Although some HCC special variants shared similar histopathological findings, they had diverse prognostic outcomes. Scirrhous HCC and FLC both had characteristic fibrous bundles, but they differed in the nature of the fibrous stroma: dense lamellated collagenous bands in FLC versus abundant fibroblasts and stemness-related markers in scirrhous HCC [53]. In addition, scirrhous HCC may share some of the CC gene expression profile and activated epithelial-mesenchymal transition pathway, which influence aggressive behavior [46]. Similarly, LEL-HCC and neutrophil-rich HCC showed opposite clinical, prognostic, and survival data. Neutrophils are the first immune cells that enter the tumor microenvironment and promote tumor growth and metastasis, while tumor lymphocytes are engaged in the host-mediated immune response against tumor cells [54, 55]. Therefore, peripheral neutrophil and lymphocyte counts could be independent noninvasive predictors of HCC prognosis [56]. Therapeutic targeting of different immune cells could be beneficial in special HCC subtypes.

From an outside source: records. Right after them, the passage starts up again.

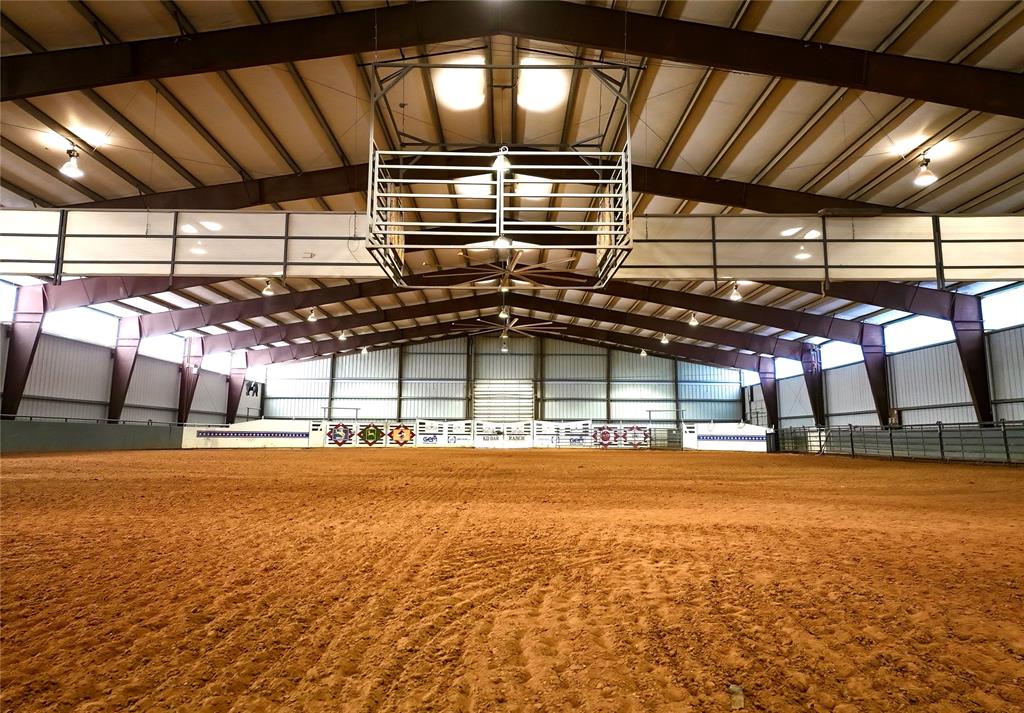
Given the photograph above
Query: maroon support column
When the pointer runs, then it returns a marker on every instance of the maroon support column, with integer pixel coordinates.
(810, 360)
(125, 355)
(236, 382)
(190, 364)
(30, 306)
(970, 332)
(766, 373)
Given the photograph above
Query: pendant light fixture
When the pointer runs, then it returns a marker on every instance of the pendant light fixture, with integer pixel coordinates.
(925, 175)
(71, 168)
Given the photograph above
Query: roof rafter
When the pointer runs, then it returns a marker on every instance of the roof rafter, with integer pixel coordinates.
(429, 23)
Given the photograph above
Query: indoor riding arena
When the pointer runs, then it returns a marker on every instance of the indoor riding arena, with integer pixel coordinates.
(613, 355)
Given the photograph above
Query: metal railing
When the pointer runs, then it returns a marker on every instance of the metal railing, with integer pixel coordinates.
(999, 442)
(498, 204)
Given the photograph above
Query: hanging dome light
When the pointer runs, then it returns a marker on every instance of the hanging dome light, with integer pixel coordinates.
(925, 175)
(71, 168)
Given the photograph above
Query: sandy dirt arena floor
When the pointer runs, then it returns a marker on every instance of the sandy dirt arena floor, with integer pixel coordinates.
(422, 580)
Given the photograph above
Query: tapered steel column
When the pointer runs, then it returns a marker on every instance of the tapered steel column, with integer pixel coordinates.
(766, 374)
(125, 355)
(30, 305)
(810, 360)
(190, 364)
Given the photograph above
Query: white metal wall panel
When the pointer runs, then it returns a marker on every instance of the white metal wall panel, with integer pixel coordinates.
(710, 391)
(687, 371)
(376, 364)
(376, 409)
(947, 414)
(60, 409)
(711, 411)
(627, 366)
(154, 383)
(67, 369)
(310, 388)
(642, 411)
(1006, 353)
(569, 367)
(309, 369)
(574, 389)
(211, 395)
(847, 391)
(642, 391)
(929, 377)
(793, 399)
(492, 364)
(295, 408)
(433, 410)
(433, 389)
(134, 413)
(573, 411)
(365, 388)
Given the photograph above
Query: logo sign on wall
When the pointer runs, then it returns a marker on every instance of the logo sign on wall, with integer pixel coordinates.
(371, 434)
(605, 436)
(340, 434)
(401, 434)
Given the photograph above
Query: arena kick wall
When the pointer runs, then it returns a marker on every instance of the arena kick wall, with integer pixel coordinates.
(423, 433)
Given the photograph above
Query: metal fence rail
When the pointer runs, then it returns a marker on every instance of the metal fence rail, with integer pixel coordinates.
(1000, 442)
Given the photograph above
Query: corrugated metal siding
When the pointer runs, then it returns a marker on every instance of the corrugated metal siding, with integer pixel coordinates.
(154, 383)
(66, 369)
(929, 377)
(492, 364)
(793, 399)
(848, 393)
(211, 396)
(627, 366)
(1006, 353)
(687, 371)
(376, 364)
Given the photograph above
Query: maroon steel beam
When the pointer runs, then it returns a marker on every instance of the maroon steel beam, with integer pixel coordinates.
(769, 390)
(724, 337)
(80, 293)
(869, 337)
(30, 306)
(963, 310)
(430, 23)
(236, 382)
(125, 353)
(345, 179)
(192, 364)
(214, 343)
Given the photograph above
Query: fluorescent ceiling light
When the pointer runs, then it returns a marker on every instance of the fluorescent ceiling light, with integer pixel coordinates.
(461, 88)
(477, 185)
(531, 186)
(542, 90)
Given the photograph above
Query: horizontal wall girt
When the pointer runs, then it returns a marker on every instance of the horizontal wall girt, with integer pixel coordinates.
(431, 23)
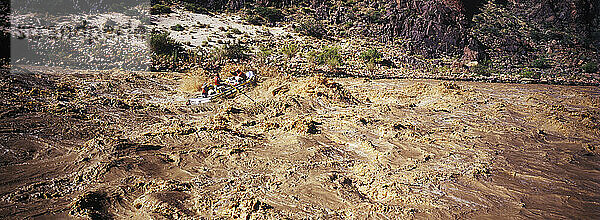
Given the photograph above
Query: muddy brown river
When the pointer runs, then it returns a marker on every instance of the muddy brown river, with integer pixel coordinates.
(112, 144)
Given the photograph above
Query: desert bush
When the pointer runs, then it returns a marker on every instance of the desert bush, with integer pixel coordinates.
(194, 80)
(264, 53)
(371, 56)
(312, 28)
(231, 52)
(290, 49)
(484, 68)
(271, 15)
(163, 44)
(268, 71)
(160, 9)
(590, 67)
(328, 56)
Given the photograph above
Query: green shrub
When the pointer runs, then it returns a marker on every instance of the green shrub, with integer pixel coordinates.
(177, 27)
(160, 9)
(329, 56)
(163, 44)
(264, 53)
(590, 67)
(231, 52)
(312, 28)
(540, 63)
(371, 56)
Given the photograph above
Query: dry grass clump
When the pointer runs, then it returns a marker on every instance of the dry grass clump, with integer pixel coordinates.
(305, 126)
(320, 86)
(194, 80)
(227, 69)
(268, 71)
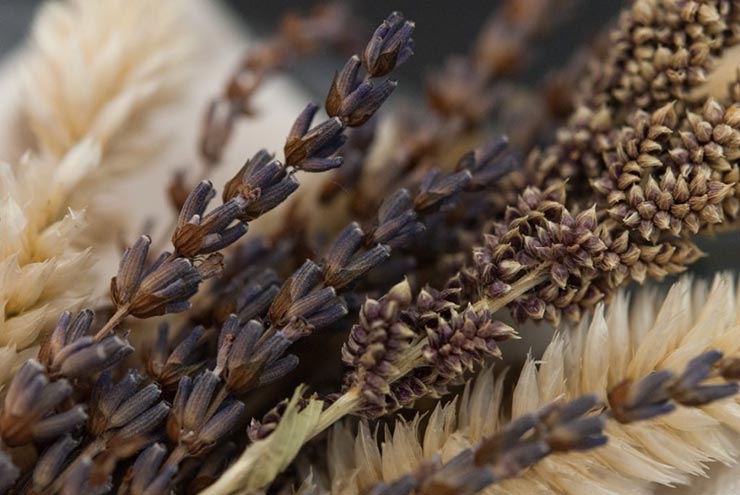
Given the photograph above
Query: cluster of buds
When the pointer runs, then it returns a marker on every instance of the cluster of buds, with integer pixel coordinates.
(33, 409)
(201, 416)
(248, 356)
(167, 366)
(71, 351)
(671, 175)
(198, 233)
(661, 50)
(379, 347)
(126, 409)
(460, 341)
(353, 99)
(165, 286)
(376, 343)
(540, 234)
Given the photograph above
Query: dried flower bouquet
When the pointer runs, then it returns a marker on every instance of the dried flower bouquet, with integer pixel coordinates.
(393, 302)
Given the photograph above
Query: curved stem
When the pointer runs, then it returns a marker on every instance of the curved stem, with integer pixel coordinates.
(529, 281)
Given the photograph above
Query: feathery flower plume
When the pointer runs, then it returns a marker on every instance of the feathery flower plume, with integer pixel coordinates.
(128, 57)
(126, 82)
(650, 342)
(39, 254)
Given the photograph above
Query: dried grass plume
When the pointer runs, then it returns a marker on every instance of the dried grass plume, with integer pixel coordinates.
(628, 340)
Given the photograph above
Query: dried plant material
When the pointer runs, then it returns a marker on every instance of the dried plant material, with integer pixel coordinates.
(39, 254)
(264, 459)
(628, 342)
(330, 24)
(101, 71)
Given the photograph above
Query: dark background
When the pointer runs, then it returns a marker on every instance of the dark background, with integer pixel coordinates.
(443, 27)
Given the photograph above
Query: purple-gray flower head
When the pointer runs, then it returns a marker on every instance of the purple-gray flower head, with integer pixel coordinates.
(390, 46)
(249, 356)
(199, 233)
(264, 182)
(31, 405)
(163, 287)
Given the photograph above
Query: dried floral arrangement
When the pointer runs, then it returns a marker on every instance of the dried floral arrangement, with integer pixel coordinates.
(353, 350)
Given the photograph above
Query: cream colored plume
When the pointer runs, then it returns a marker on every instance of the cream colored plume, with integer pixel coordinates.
(95, 74)
(100, 70)
(42, 272)
(629, 340)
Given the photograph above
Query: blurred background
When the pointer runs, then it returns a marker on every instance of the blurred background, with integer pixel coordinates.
(442, 28)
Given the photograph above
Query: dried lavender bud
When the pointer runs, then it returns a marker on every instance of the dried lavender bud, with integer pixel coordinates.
(302, 304)
(354, 152)
(168, 367)
(488, 163)
(312, 147)
(264, 182)
(688, 389)
(375, 343)
(541, 233)
(347, 259)
(147, 476)
(458, 342)
(330, 24)
(397, 221)
(391, 45)
(124, 409)
(255, 297)
(437, 189)
(249, 356)
(643, 400)
(198, 233)
(164, 287)
(30, 403)
(52, 462)
(77, 480)
(65, 332)
(8, 472)
(85, 356)
(258, 430)
(354, 100)
(199, 418)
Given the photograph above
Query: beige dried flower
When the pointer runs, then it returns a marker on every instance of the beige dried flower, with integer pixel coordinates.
(126, 79)
(628, 340)
(99, 70)
(38, 258)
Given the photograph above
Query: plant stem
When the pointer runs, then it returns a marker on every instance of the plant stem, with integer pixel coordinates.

cHCC-CC is a rare and aggressive tumor representing a distinct type of primary liver cancer originating from hepatic stem cells [57]. Current evidence suggests that cHCC-CC shares some of the clinical, etiological, and genetic backgrounds of both HCC and CC, resulting in an intermediate prognostic course [58].

With a median OS of 2 years, the survival data of patients with HCC in this study was compatible with previous studies [59]. Older age, large tumor size, and dense intra-tumoral fibrous stroma indicating scirrhous HCC were the independent prognostic factors affecting short-term survival. This is in agreement with several studies that illustrated that tumor size is an independent prognostic for HCC survival [59, 60]. In a meta-analysis conducted by Ding et al., TILs played a prognostic role in the postsurgical resection HCC [61].

Conclusions

HCC is a heterogenous tumor with diverse clinical, pathological, and prognostic parameters. Age, male gender, elevated serum AFP level, tumor size, background liver, and special histopathological variants are considered key indicators for patient outcomes. Post-DAA HCC could have an aggressive behavior compared with their post-IFN counterparts. The morphological classifications of HCC could serve as diagnostic clues for atypical radiological imaging findings, which can help in predicting the prognosis of patients and personalizing treatment.